Clause 50 – in the House of Commons at 7:15 pm on 24 March 1998.
I beg to move amendment No. 56, in page 39, line 4, leave out from beginning to 'as' and insert
'their planned expenditure in that year'.
Mr. Deputy Speaker:
With this, it will be convenient to discuss Government amendments Nos. 57 to 62, 82, 63 and 64.
The amendments will achieve two objectives. First, they will ensure that, for the first time, we will have full information about local authority expenditure on a single return. That is not the case at present, and difficulties can arise. We debated in Committee the difficulty in identifying exactly where LEAs are spending their money. We all want as much money as possible to go to schools, and the returns that we will require the authorities to make will ensure that we can do that.
Secondly, amendments Nos. 63 and 64 are technical amendments reflecting the fact that an Audit Commission Bill is currently before Parliament. They will amend the Bill to reflect the fact that, in due course, the Audit Commission Bill, rather than the Local Government Finance Act 1982, will have effect on certain parts of the legislation. I commend the amendments to the House.
I seek some clarification. We welcome more transparency in identifying how the education budget has been spent and apportioned by the LEA, but within some LEAs the accounting practices for certain fixed costs—mainly the salaries not so much of teachers as of the chief education officer and other staff—mean that they are almost invisible, because they are included in the rounded figure for management and administrative charges in the county as a whole.
It is often difficult to identify exactly how much of the education budget has been transferred to other internal budgets for such purposes. In the return that the LEA will make to the Government, will there be an opportunity to identify clearly where the money has gone? Until one can do that, it is difficult to identify where the LEA has top-sliced certain tranches before apportioning the schools budgets. Can we have some clarification?
The amendments will require the LEA to make returns on non-general schools budget aspects, which may well cover the specific spending areas to which the hon. Lady refers. Perhaps more important, we will have the support of the Audit Commission, working alongside the independent inspectorate Ofsted, as a result of the new inspection regime.

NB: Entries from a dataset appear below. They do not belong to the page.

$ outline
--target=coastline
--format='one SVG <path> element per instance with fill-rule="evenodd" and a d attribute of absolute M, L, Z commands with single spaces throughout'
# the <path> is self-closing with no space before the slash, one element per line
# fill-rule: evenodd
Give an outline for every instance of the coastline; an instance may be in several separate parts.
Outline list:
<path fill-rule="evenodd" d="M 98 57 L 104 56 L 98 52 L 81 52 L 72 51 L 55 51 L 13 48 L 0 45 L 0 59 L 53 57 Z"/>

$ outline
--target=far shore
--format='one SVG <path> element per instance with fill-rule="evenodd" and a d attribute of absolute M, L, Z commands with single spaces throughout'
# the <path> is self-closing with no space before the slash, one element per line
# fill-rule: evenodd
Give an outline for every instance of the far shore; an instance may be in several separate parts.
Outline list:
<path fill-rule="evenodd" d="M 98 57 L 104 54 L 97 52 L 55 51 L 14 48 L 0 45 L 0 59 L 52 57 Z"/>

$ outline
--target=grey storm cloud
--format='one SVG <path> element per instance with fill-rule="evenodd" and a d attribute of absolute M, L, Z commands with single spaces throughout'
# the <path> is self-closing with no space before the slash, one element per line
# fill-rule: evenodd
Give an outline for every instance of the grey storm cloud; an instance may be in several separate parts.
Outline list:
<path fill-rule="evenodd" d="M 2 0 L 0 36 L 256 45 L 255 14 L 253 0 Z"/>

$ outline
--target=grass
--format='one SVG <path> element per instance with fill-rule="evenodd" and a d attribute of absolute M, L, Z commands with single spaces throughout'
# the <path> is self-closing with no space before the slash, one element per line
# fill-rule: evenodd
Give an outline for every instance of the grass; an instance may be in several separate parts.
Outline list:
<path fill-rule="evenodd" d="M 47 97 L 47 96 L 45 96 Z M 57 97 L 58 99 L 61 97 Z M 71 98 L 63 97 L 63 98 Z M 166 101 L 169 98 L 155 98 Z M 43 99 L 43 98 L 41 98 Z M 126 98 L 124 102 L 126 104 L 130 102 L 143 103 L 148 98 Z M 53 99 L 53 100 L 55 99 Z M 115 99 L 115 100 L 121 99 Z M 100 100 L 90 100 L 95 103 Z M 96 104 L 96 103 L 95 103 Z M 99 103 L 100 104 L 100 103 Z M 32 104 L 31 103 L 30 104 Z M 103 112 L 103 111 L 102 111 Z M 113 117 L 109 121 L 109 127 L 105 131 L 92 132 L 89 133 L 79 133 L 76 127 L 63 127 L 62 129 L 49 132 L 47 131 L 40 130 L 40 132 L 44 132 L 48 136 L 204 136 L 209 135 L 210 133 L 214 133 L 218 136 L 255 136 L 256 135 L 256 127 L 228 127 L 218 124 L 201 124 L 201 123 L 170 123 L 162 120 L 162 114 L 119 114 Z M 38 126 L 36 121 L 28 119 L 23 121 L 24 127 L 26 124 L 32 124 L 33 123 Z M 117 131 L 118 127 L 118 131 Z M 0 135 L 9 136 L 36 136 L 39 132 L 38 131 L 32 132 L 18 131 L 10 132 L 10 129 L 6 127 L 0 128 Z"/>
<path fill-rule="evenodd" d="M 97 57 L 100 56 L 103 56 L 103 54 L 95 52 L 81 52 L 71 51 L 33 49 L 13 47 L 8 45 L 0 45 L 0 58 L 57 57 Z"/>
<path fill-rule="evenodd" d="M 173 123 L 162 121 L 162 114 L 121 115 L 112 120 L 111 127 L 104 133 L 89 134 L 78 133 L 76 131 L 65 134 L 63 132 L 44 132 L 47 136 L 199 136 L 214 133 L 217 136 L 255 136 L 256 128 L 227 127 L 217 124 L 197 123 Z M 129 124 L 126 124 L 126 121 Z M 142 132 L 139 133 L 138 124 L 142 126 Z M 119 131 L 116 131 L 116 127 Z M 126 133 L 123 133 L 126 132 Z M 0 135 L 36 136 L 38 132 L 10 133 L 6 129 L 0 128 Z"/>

I am sure that the Audit Commission will carefully consider the additional areas of expenditure that are all too often subsidised by schools at the expense of the education that our children receive.
The combination of the information that we will receive as a result of the amendments and the Audit Commission's new inspection role will enable us to take action when we feel that the schools system is subsidising expenditure elsewhere, not only within the local education authority but in the local authority generally.
I hope that, with those words of reassurance, the House will agree to the amendments.